Kgone, just where did you get that picture with the border lines on it? Looks like an image from Modis, but don't know for sure.


----------



## obx (Jan 29, 2011)

Is the water clearing up any? Reefs? Islands?

Going HAWG hunting later this week. Hoping this calmer weather clears up the water a little. But know the rivers are pumping out mud too.

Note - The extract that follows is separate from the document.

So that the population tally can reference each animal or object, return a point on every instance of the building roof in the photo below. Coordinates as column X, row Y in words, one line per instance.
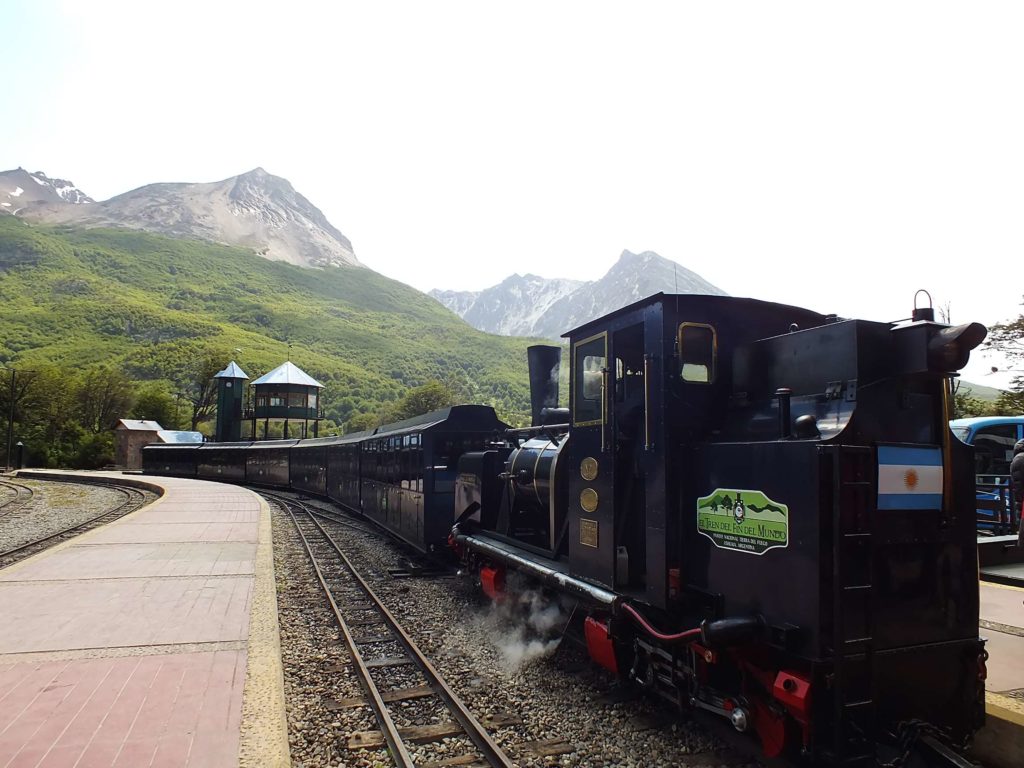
column 179, row 435
column 288, row 373
column 138, row 425
column 231, row 372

Cant get a satelite image, soo.... some local info would be nice.


----------



## jshbuckeye (Feb 27, 2005)

Im 3 hours away but im thinking with the calmer winds that the water should be clearing up around starve, mouse and the reefs any conformation would be great.


----------



## Jim Barger Sr (Sep 6, 2004)

Just got back from a week at the islands. Still dirty water, but lots of marks but won't go on anything. Water is starting to clear. Water ranges from 47 to 51 degrees. Most boats were happy to get 1 in a day. Some cleaner water north east of North bass but very few marks. We only managed 25 fish total for 2 boats and 5 guys 5 days. Couldn't get out on Tuesday. last year same week same 2 boats same 5 guys plus a 6th on a couple of days 180 fish. Just a very messy spring on the lake. I'd give it a week or so and see if the clearing and warming continues. It has to... doesn't it? BTW smallest fish was 25" had 5 Fish Ohio and 1 30"


----------